"Takimi's set felt a lot like the running of the party - scattered, disjointed, disconnected and totally incohesive."
The crowd started to fill the studio space at the Sydney Opera House as Melbourne producer Nite Fleit had taken to the decks with industrial techno beats that would not have been out of place at a warehouse rave. Most of the partygoers (20-somethings and under) were decked out in recycled '90s get-up, with such an overwhelming majority donning three-quarter pants and sneakers like an unwritten hipster dress code.
For a Vivid LIVE event inside a venue like the Sydney Opera House, the lighting was completely off. The DJ booth had been placed in what looked like half a built caged cube, in the centre of the room — like a spectacle for the audience to walk around and admire from all angles. This, coupled with the dim lighting, empty space and lack of seating added to a sense of disconnect between the audience and the performers. It wasn't until underground Japanese artist Kenji Takimi took to the stage when lights appeared through billowing cellophane towers in four corners around the dance floor. And still, the event felt it'd been run by someone who'd just thrown his or her first party — there were no visible seating or bins, except for one sad solitary round coffee table filled with empty cans of beer by the exit doors.
Takimi's set felt a lot like the running of the party — scattered, disjointed, disconnected and totally incohesive.
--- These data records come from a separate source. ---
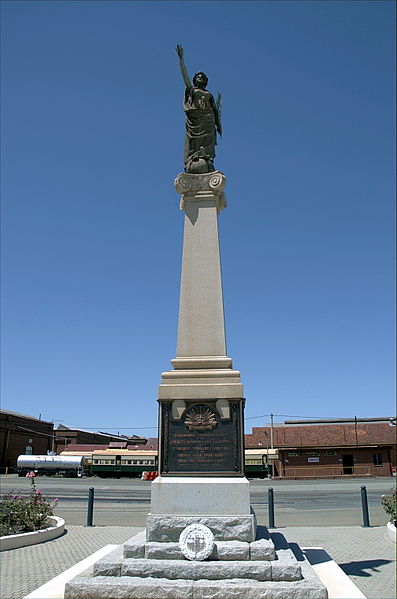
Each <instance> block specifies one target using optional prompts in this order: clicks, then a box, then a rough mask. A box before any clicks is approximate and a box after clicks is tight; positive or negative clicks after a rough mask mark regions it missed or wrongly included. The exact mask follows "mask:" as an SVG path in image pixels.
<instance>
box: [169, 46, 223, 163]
mask: <svg viewBox="0 0 397 599" xmlns="http://www.w3.org/2000/svg"><path fill="white" fill-rule="evenodd" d="M176 53H177V54H178V56H179V64H180V67H181V73H182V77H183V81H184V82H185V93H184V98H183V109H184V111H185V117H186V118H185V125H186V137H185V146H184V163H185V172H186V173H190V174H192V175H199V174H201V173H211V172H213V171H214V170H215V166H214V158H215V146H216V145H217V139H216V137H217V135H216V134H217V132H218V133H219V134H220V135H222V127H221V119H220V108H221V100H220V97H219V95H218V100H217V102H215V100H214V97H213V95H212V94H211V92H209V91H208V89H207V83H208V77H207V75H206V74H205V73H203V72H202V71H200V72H198V73H196V74H195V75H194V77H193V81H190V79H189V75H188V74H187V70H186V67H185V63H184V61H183V48H182V46H180V45H178V46H177V47H176Z"/></svg>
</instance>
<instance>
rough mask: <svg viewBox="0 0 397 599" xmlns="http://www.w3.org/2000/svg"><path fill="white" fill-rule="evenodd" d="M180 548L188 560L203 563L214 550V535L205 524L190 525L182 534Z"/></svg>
mask: <svg viewBox="0 0 397 599" xmlns="http://www.w3.org/2000/svg"><path fill="white" fill-rule="evenodd" d="M179 547H180V548H181V551H182V553H183V555H184V556H185V557H186V559H190V560H198V561H202V560H203V559H206V558H207V557H209V556H210V555H211V553H212V551H213V549H214V535H213V534H212V532H211V530H210V529H209V528H208V527H207V526H204V525H203V524H190V525H189V526H187V527H186V528H185V530H183V531H182V532H181V535H180V537H179Z"/></svg>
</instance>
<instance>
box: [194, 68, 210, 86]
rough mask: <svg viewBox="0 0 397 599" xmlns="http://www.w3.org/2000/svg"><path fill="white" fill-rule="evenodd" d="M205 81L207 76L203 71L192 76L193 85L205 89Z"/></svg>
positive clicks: (205, 84) (206, 84) (200, 71)
mask: <svg viewBox="0 0 397 599" xmlns="http://www.w3.org/2000/svg"><path fill="white" fill-rule="evenodd" d="M207 83H208V77H207V75H206V74H205V73H202V72H201V71H199V72H198V73H196V74H195V76H194V77H193V85H194V86H195V87H199V88H201V89H205V87H206V86H207Z"/></svg>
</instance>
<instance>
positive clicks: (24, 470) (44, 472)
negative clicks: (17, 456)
mask: <svg viewBox="0 0 397 599" xmlns="http://www.w3.org/2000/svg"><path fill="white" fill-rule="evenodd" d="M85 466H86V459H85V457H84V456H74V455H70V456H61V455H20V456H19V458H18V459H17V469H18V476H25V475H26V473H27V472H31V471H33V472H35V473H36V474H49V475H52V474H64V475H65V476H83V474H84V470H85Z"/></svg>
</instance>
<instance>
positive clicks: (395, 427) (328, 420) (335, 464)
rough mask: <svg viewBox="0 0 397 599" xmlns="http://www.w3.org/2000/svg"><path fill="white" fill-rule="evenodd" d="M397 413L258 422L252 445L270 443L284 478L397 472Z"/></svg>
mask: <svg viewBox="0 0 397 599" xmlns="http://www.w3.org/2000/svg"><path fill="white" fill-rule="evenodd" d="M395 424H396V420H395V418H346V419H338V420H336V419H330V420H315V421H313V420H312V421H304V420H299V421H286V422H284V423H283V424H275V425H274V426H273V431H272V429H271V427H270V426H268V427H255V428H253V429H252V433H251V434H247V435H245V447H246V448H255V449H259V448H270V447H271V440H272V437H273V446H274V449H276V450H277V452H278V456H277V457H278V459H276V460H274V461H273V475H274V476H275V477H280V478H321V477H323V478H336V477H344V476H392V474H393V471H394V472H395V468H396V426H395Z"/></svg>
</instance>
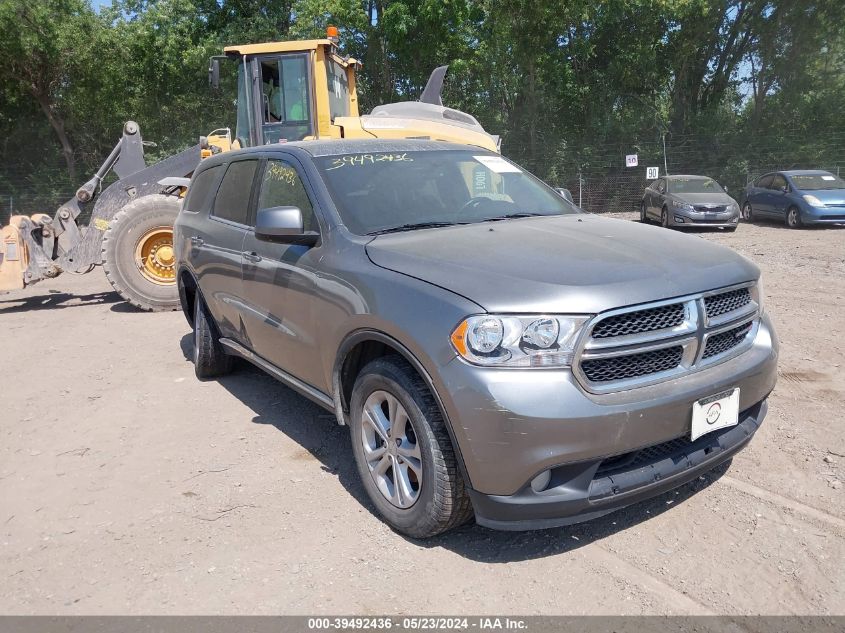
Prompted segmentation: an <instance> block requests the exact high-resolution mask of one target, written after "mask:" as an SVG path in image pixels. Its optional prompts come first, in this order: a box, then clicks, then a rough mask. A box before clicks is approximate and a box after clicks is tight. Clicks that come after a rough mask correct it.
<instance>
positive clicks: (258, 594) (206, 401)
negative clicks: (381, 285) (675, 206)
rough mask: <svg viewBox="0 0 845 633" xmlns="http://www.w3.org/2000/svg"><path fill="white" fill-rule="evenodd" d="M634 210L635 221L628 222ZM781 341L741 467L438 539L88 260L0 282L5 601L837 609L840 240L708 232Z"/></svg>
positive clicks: (87, 611)
mask: <svg viewBox="0 0 845 633" xmlns="http://www.w3.org/2000/svg"><path fill="white" fill-rule="evenodd" d="M626 217H630V216H626ZM700 236H701V238H702V239H707V240H713V241H716V242H720V243H722V244H726V245H728V246H730V247H732V248H734V249H736V250H737V251H739V252H740V253H742V254H743V255H745V256H747V257H749V258H751V259H752V260H754V261H755V262H756V263H757V264H758V265H759V266H760V267H761V268H762V269H763V272H764V280H765V283H764V293H765V297H766V309H767V310H768V311H769V312H770V313H771V315H772V318H773V319H774V322H775V324H776V326H777V330H778V333H779V336H780V340H781V345H782V347H781V362H780V380H779V382H778V386H777V388H776V390H775V392H774V394H773V396H772V398H771V400H770V404H771V408H770V412H769V417H768V418H767V420H766V422H765V424H764V425H763V428H762V429H761V430H760V432H759V433H758V434H757V436H756V437H755V439H754V441H753V442H752V443H751V445H750V447H749V448H748V449H746V450H745V451H743V452H742V453H741V454H739V455H738V456H737V457H736V458H735V459H734V460H733V463H732V464H731V465H730V467H729V468H722V469H721V470H719V471H717V472H714V473H712V474H711V475H709V476H707V477H705V478H701V479H699V480H697V481H696V482H694V483H692V484H690V485H688V486H685V487H683V488H681V489H680V490H678V491H676V492H674V493H669V494H667V495H664V496H662V497H658V498H656V499H654V500H651V501H648V502H645V503H641V504H638V505H636V506H633V507H631V508H628V509H626V510H623V511H620V512H617V513H615V514H611V515H609V516H607V517H604V518H601V519H598V520H595V521H592V522H589V523H584V524H580V525H577V526H573V527H567V528H561V529H555V530H547V531H542V532H533V533H502V532H494V531H490V530H487V529H484V528H481V527H478V526H475V525H469V526H465V527H463V528H461V529H459V530H457V531H455V532H453V533H450V534H447V535H444V536H442V537H439V538H436V539H433V540H431V541H427V542H417V541H413V540H409V539H406V538H403V537H402V536H399V535H397V534H395V533H394V532H392V531H391V530H390V529H388V528H387V527H386V526H385V525H384V524H383V523H381V522H380V521H379V520H378V518H376V516H375V515H374V514H373V511H372V509H371V507H370V505H369V503H368V502H367V501H366V500H365V498H364V492H363V490H362V488H361V486H360V485H359V483H358V481H357V475H356V473H355V470H354V466H353V463H352V459H351V452H350V447H349V436H348V432H347V430H346V429H345V428H343V427H338V426H337V425H336V424H335V423H334V421H333V418H332V417H331V416H330V415H328V414H326V413H325V412H323V411H322V410H321V409H319V408H318V407H316V406H315V405H313V404H311V403H310V402H308V401H307V400H305V399H304V398H302V397H300V396H298V395H296V394H295V393H293V392H292V391H290V390H288V389H286V388H285V387H283V386H281V385H280V384H278V383H276V382H274V381H273V380H272V379H271V378H269V377H266V376H264V375H263V374H261V373H259V372H258V371H257V370H253V369H250V368H248V367H246V366H243V367H241V369H239V371H238V372H237V373H235V374H234V375H232V376H229V377H226V378H224V379H222V380H220V381H218V382H205V383H201V382H198V381H197V380H196V379H195V378H194V374H193V368H192V366H191V363H190V361H189V360H188V359H187V356H188V355H189V352H190V348H191V343H190V336H189V332H190V328H189V326H188V324H187V323H186V321H185V319H184V318H183V317H182V315H181V314H179V313H169V314H146V313H141V312H136V311H134V310H132V309H130V308H129V307H128V306H127V305H126V304H124V303H123V302H122V301H121V300H120V299H119V297H118V296H117V295H115V294H114V293H112V292H111V288H110V286H109V285H108V283H107V281H106V280H105V278H104V277H103V275H102V272H101V271H99V270H97V271H95V272H94V273H92V274H89V275H87V276H81V277H74V276H71V275H65V276H63V277H61V278H59V279H57V280H54V281H47V282H42V283H40V284H38V285H35V286H33V287H31V288H28V289H26V290H24V291H21V292H15V293H10V294H5V295H0V350H1V351H0V358H2V361H3V362H2V376H0V394H2V409H0V541H1V542H2V550H0V613H6V614H82V613H84V614H199V613H204V614H223V613H226V614H241V613H261V614H328V613H357V614H384V613H391V614H393V613H409V614H427V613H441V614H442V613H451V614H459V613H463V614H465V613H475V614H478V613H491V612H492V613H496V614H511V613H513V614H596V613H602V614H643V613H648V614H709V613H720V614H759V613H763V614H842V613H845V566H843V564H842V563H843V560H845V483H843V482H845V424H843V414H842V410H843V406H842V405H843V400H845V370H843V366H842V365H843V363H845V359H844V358H843V348H844V347H845V344H843V337H845V230H844V229H825V230H803V231H790V230H788V229H786V228H784V227H782V226H779V225H770V224H767V225H762V224H761V225H743V226H741V227H740V228H739V230H738V231H737V232H736V233H734V234H725V233H701V234H700Z"/></svg>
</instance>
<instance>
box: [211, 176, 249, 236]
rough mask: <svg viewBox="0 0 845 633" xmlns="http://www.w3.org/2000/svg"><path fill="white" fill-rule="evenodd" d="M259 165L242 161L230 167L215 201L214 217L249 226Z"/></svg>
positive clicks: (214, 202)
mask: <svg viewBox="0 0 845 633" xmlns="http://www.w3.org/2000/svg"><path fill="white" fill-rule="evenodd" d="M257 165H258V161H257V160H240V161H236V162H234V163H231V164H230V165H229V168H228V169H227V170H226V175H224V176H223V181H222V182H221V183H220V188H219V189H218V190H217V198H216V199H215V200H214V211H213V213H212V214H213V215H214V217H216V218H220V219H221V220H227V221H228V222H235V223H236V224H244V225H246V224H248V222H249V200H250V196H251V194H252V182H253V179H254V178H255V168H256V167H257Z"/></svg>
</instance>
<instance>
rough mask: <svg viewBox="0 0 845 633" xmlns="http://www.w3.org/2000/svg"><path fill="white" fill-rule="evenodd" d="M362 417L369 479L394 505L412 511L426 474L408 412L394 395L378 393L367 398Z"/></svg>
mask: <svg viewBox="0 0 845 633" xmlns="http://www.w3.org/2000/svg"><path fill="white" fill-rule="evenodd" d="M361 415H362V419H361V430H362V433H361V443H362V444H363V447H364V459H365V460H366V462H367V467H368V468H369V471H370V476H371V477H372V478H373V481H374V482H375V484H376V487H377V488H378V490H379V492H381V494H382V495H383V496H384V498H385V499H387V500H388V501H389V502H390V503H391V504H393V505H394V506H396V507H398V508H403V509H406V508H410V507H411V506H412V505H414V503H416V501H417V499H418V498H419V496H420V486H421V483H422V476H423V472H422V455H421V452H420V447H419V444H418V443H417V434H416V431H415V430H414V425H413V423H412V422H411V418H410V416H408V412H407V411H406V410H405V407H403V406H402V403H401V402H399V400H398V399H397V398H396V397H395V396H393V395H392V394H390V393H388V392H386V391H381V390H379V391H374V392H373V393H372V394H370V396H369V398H367V401H366V402H365V403H364V410H363V412H362V414H361Z"/></svg>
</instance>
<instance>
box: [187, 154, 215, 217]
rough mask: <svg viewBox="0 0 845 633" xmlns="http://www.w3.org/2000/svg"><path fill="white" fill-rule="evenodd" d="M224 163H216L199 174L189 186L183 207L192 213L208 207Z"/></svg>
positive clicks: (213, 194)
mask: <svg viewBox="0 0 845 633" xmlns="http://www.w3.org/2000/svg"><path fill="white" fill-rule="evenodd" d="M221 170H222V165H215V166H214V167H209V168H208V169H206V170H204V171H202V172H200V173H199V174H197V176H196V178H194V179H193V180H192V181H191V185H190V186H189V187H188V195H187V197H186V198H185V203H184V204H183V205H182V208H183V209H184V210H185V211H188V212H190V213H199V212H200V211H203V210H205V209H207V208H208V204H209V202H211V197H212V196H213V195H214V192H215V190H216V185H217V179H218V178H219V177H220V172H221Z"/></svg>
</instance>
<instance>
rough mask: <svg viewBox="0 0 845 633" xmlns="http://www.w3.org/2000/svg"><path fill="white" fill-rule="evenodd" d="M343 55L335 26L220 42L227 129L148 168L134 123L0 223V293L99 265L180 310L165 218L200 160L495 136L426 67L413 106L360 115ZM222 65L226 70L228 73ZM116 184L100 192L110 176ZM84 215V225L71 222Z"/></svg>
mask: <svg viewBox="0 0 845 633" xmlns="http://www.w3.org/2000/svg"><path fill="white" fill-rule="evenodd" d="M358 68H360V64H359V63H358V62H357V61H356V60H354V59H351V58H349V57H346V56H342V55H341V54H340V52H339V50H338V47H337V29H335V28H334V27H329V29H328V32H327V37H326V39H318V40H306V41H294V42H270V43H263V44H248V45H243V46H228V47H226V48H225V49H224V54H223V55H220V56H215V57H213V58H211V60H210V63H209V81H210V83H211V85H212V87H213V88H214V89H215V90H217V91H220V90H221V71H223V72H224V73H226V75H225V77H227V78H230V79H231V81H228V82H224V83H226V85H227V86H228V89H229V90H230V91H231V90H234V91H236V93H237V94H236V95H235V94H231V95H227V98H228V101H229V103H234V104H235V109H236V113H234V116H235V117H236V118H235V119H234V123H235V125H234V134H233V133H232V129H231V128H222V129H218V130H214V131H213V132H211V133H210V134H209V135H208V136H205V137H200V142H199V144H197V145H195V146H194V147H191V148H190V149H187V150H185V151H183V152H180V153H178V154H175V155H173V156H170V157H169V158H166V159H164V160H162V161H160V162H158V163H156V164H154V165H150V166H147V165H146V163H145V161H144V142H143V140H142V138H141V130H140V128H139V126H138V124H137V123H135V122H134V121H129V122H127V123H126V124H125V125H124V127H123V135H122V137H121V139H120V141H118V143H117V145H116V146H115V148H114V149H113V150H112V152H111V153H110V154H109V156H108V158H106V160H105V161H104V162H103V164H102V165H101V166H100V168H99V169H98V170H97V172H96V173H95V174H94V176H93V177H92V178H91V179H90V180H88V182H86V183H85V184H84V185H82V186H81V187H80V188H79V190H78V191H77V192H76V195H75V196H74V197H73V198H72V199H71V200H69V201H68V202H66V203H65V204H63V205H62V206H61V207H60V208H59V209H58V211H57V212H56V213H55V214H54V215H52V216H50V215H47V214H36V215H33V216H20V215H19V216H12V218H11V221H10V224H9V225H8V226H5V227H3V228H2V229H1V230H0V291H3V290H13V289H19V288H23V287H24V286H26V285H28V284H32V283H35V282H37V281H40V280H42V279H45V278H52V277H56V276H57V275H59V274H61V273H62V272H74V273H85V272H88V271H90V270H92V269H93V268H94V267H96V266H98V265H100V264H102V265H103V269H104V271H105V273H106V276H107V277H108V279H109V281H110V282H111V284H112V286H113V287H114V289H115V290H116V291H117V292H118V293H120V295H121V296H122V297H123V298H124V299H125V300H126V301H128V302H129V303H131V304H133V305H135V306H136V307H138V308H141V309H143V310H151V311H161V310H175V309H178V307H179V298H178V293H177V289H176V277H175V267H174V257H173V233H172V227H173V222H174V220H175V219H176V215H177V213H178V212H179V208H180V203H181V198H182V197H183V196H184V193H185V191H186V188H187V185H188V178H189V177H190V175H191V174H192V173H193V171H194V169H195V168H196V166H197V165H198V164H199V161H200V160H202V158H205V157H207V156H211V155H212V154H217V153H219V152H225V151H229V150H232V149H238V148H243V147H251V146H256V145H265V144H269V143H281V142H287V141H300V140H312V139H326V138H372V137H380V138H428V139H432V140H444V141H450V142H459V143H465V144H469V145H476V146H479V147H484V148H487V149H490V150H494V151H498V145H499V143H498V138H497V137H495V136H491V135H490V134H488V133H487V132H485V131H484V129H483V128H482V126H481V125H480V124H479V123H478V121H476V120H475V118H473V117H472V116H470V115H468V114H466V113H464V112H460V111H457V110H453V109H451V108H447V107H444V106H443V104H442V102H441V99H440V92H441V89H442V86H443V78H444V76H445V73H446V67H445V66H441V67H439V68H437V69H435V70H434V72H433V73H432V75H431V77H430V79H429V81H428V84H427V85H426V87H425V90H424V91H423V93H422V97H421V98H420V100H419V101H409V102H400V103H393V104H388V105H382V106H378V107H376V108H375V109H373V111H372V112H371V113H370V114H369V115H364V116H359V114H358V96H357V93H356V90H355V72H356V70H357V69H358ZM227 71H228V72H227ZM112 170H113V171H114V173H115V175H116V176H117V180H116V181H115V182H113V183H112V184H111V185H109V186H108V187H106V188H103V186H102V182H103V180H104V179H105V178H106V177H107V175H108V174H109V172H110V171H112ZM84 217H88V218H89V221H88V224H87V226H80V225H79V224H78V222H77V221H78V220H80V221H81V220H82V218H84Z"/></svg>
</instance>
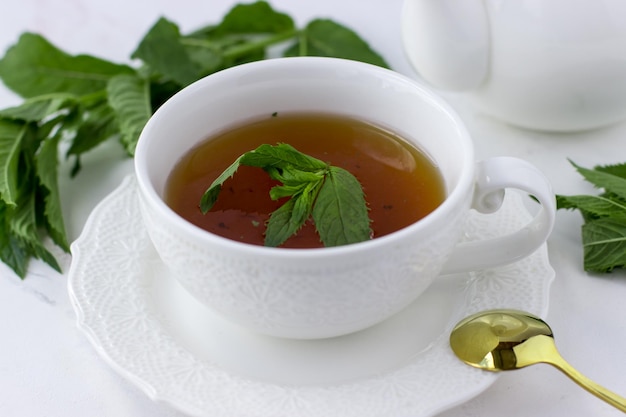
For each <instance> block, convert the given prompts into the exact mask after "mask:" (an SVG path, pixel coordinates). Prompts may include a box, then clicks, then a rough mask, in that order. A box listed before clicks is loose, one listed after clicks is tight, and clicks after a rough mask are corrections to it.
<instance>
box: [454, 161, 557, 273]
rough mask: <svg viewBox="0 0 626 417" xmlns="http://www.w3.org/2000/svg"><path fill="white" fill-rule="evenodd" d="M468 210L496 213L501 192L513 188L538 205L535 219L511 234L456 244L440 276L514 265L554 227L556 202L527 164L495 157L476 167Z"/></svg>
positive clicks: (527, 162) (523, 257)
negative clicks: (470, 209)
mask: <svg viewBox="0 0 626 417" xmlns="http://www.w3.org/2000/svg"><path fill="white" fill-rule="evenodd" d="M475 184H476V185H475V189H474V197H473V201H472V207H473V208H474V209H476V210H477V211H479V212H481V213H493V212H495V211H497V210H498V209H499V208H500V206H501V205H502V201H503V200H504V189H505V188H517V189H520V190H522V191H526V192H528V193H529V194H531V195H533V196H534V197H535V198H537V200H538V201H539V202H540V203H541V209H540V210H539V212H538V213H537V214H536V216H535V217H534V218H533V219H532V220H531V221H530V223H528V224H527V225H526V226H524V227H523V228H522V229H520V230H518V231H516V232H513V233H511V234H508V235H505V236H501V237H496V238H490V239H485V240H479V241H475V242H463V243H459V244H458V245H457V246H456V247H455V249H454V251H453V252H452V254H451V256H450V258H449V260H448V262H447V263H446V264H445V265H444V267H443V271H442V274H450V273H458V272H464V271H472V270H479V269H484V268H488V267H495V266H499V265H505V264H510V263H513V262H516V261H518V260H520V259H522V258H524V257H526V256H528V255H530V254H531V253H533V252H534V251H535V250H537V249H538V248H539V247H540V246H541V245H542V244H543V243H544V242H545V241H546V240H547V238H548V236H549V235H550V233H551V232H552V228H553V227H554V220H555V217H556V199H555V195H554V193H553V192H552V187H551V185H550V182H549V181H548V179H547V178H546V176H545V175H544V174H543V173H542V172H541V171H539V170H538V169H537V168H535V167H534V166H533V165H531V164H530V163H528V162H526V161H524V160H522V159H518V158H513V157H495V158H490V159H488V160H485V161H482V162H479V163H478V164H477V167H476V179H475Z"/></svg>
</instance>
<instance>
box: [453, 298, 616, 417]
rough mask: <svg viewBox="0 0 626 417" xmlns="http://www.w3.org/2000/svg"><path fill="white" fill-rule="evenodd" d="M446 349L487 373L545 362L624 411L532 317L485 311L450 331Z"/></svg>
mask: <svg viewBox="0 0 626 417" xmlns="http://www.w3.org/2000/svg"><path fill="white" fill-rule="evenodd" d="M450 347H451V348H452V351H453V352H454V353H455V355H456V356H457V357H458V358H459V359H461V360H462V361H463V362H465V363H467V364H468V365H471V366H474V367H476V368H480V369H485V370H488V371H508V370H513V369H519V368H523V367H526V366H529V365H534V364H536V363H547V364H549V365H552V366H554V367H556V368H557V369H559V370H561V371H562V372H563V373H564V374H566V375H567V376H568V377H570V378H571V379H572V380H573V381H574V382H576V383H577V384H578V385H580V386H581V387H583V388H584V389H586V390H587V391H589V392H590V393H592V394H593V395H595V396H597V397H598V398H600V399H602V400H604V401H606V402H607V403H609V404H611V405H613V406H614V407H616V408H617V409H619V410H621V411H623V412H626V398H623V397H621V396H619V395H617V394H615V393H613V392H611V391H609V390H607V389H606V388H604V387H602V386H600V385H598V384H596V383H595V382H593V381H591V380H590V379H588V378H587V377H585V376H584V375H582V374H581V373H580V372H578V371H576V370H575V369H574V368H573V367H572V366H571V365H569V364H568V363H567V362H566V361H565V360H564V359H563V358H562V357H561V355H560V354H559V352H558V351H557V349H556V345H555V343H554V336H553V334H552V329H551V328H550V326H549V325H548V324H547V323H546V322H544V321H543V320H542V319H540V318H539V317H536V316H534V315H532V314H529V313H526V312H523V311H518V310H488V311H483V312H480V313H477V314H474V315H471V316H469V317H467V318H465V319H463V320H461V321H460V322H459V323H458V324H457V325H456V326H455V327H454V329H453V330H452V333H451V334H450Z"/></svg>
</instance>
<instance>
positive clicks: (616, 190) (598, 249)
mask: <svg viewBox="0 0 626 417" xmlns="http://www.w3.org/2000/svg"><path fill="white" fill-rule="evenodd" d="M570 163H571V164H572V165H573V166H574V168H576V170H577V171H578V172H579V173H580V174H581V175H582V176H583V178H585V180H587V181H589V182H590V183H592V184H593V185H594V186H595V187H597V188H599V189H601V190H603V192H602V193H600V194H599V195H574V196H564V195H557V196H556V198H557V208H559V209H568V210H579V211H580V213H581V214H582V216H583V220H584V224H583V226H582V241H583V253H584V255H583V256H584V260H583V263H584V265H583V266H584V269H585V270H586V271H591V272H610V271H612V270H613V269H615V268H624V267H626V163H623V164H615V165H606V166H596V167H594V168H593V169H588V168H583V167H581V166H578V165H576V164H575V163H574V162H572V161H570Z"/></svg>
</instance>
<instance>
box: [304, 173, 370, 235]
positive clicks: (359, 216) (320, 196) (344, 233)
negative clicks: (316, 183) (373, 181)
mask: <svg viewBox="0 0 626 417" xmlns="http://www.w3.org/2000/svg"><path fill="white" fill-rule="evenodd" d="M312 214H313V220H314V221H315V227H316V229H317V231H318V233H319V234H320V238H321V239H322V243H324V246H339V245H347V244H350V243H357V242H362V241H365V240H369V239H370V238H371V234H372V231H371V229H370V219H369V215H368V210H367V205H366V203H365V197H364V194H363V189H362V188H361V184H360V183H359V181H358V180H357V179H356V178H355V177H354V176H353V175H352V174H351V173H350V172H348V171H346V170H345V169H342V168H339V167H334V166H333V167H330V171H329V173H328V176H327V178H326V180H325V181H324V185H323V186H322V188H321V190H320V192H319V194H318V196H317V201H316V202H315V206H313V213H312Z"/></svg>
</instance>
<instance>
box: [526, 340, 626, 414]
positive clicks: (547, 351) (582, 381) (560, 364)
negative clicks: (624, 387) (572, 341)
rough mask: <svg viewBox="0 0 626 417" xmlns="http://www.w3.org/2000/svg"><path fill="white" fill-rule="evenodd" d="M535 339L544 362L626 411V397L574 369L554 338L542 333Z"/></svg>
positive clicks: (606, 401) (576, 382)
mask: <svg viewBox="0 0 626 417" xmlns="http://www.w3.org/2000/svg"><path fill="white" fill-rule="evenodd" d="M533 339H537V340H536V342H538V344H540V345H541V346H540V348H541V351H542V353H543V360H542V362H544V363H548V364H550V365H552V366H554V367H556V368H557V369H559V370H561V371H562V372H563V373H564V374H565V375H567V376H568V377H570V378H571V379H572V381H574V382H576V383H577V384H578V385H580V386H581V387H583V388H584V389H586V390H587V391H589V392H590V393H592V394H593V395H595V396H596V397H598V398H600V399H601V400H603V401H606V402H607V403H609V404H611V405H612V406H613V407H615V408H617V409H618V410H620V411H622V412H624V413H626V398H624V397H622V396H620V395H617V394H615V393H614V392H612V391H609V390H608V389H606V388H604V387H603V386H601V385H599V384H597V383H595V382H593V381H592V380H590V379H589V378H587V377H586V376H584V375H583V374H581V373H580V372H578V371H577V370H576V369H574V367H572V366H571V365H570V364H569V363H567V361H566V360H565V359H563V357H562V356H561V355H560V354H559V352H558V351H557V349H556V345H555V344H554V339H553V338H551V337H549V336H544V335H541V336H536V337H533ZM529 341H530V339H529ZM537 347H539V346H537Z"/></svg>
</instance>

His vinyl set jumped between '80s electronica and disco, to industrial, moody house and then back to '80s ballads, but the first hour of his three-hour-long set might as well have been the one song on repeat for 60 minutes. There was very little variation between tracks for such a large portion of the night that any time he did decide to play something (on the opposite side of the musical spectrum) it came as such a complete shock to the system; the body's absolute last response was to dance.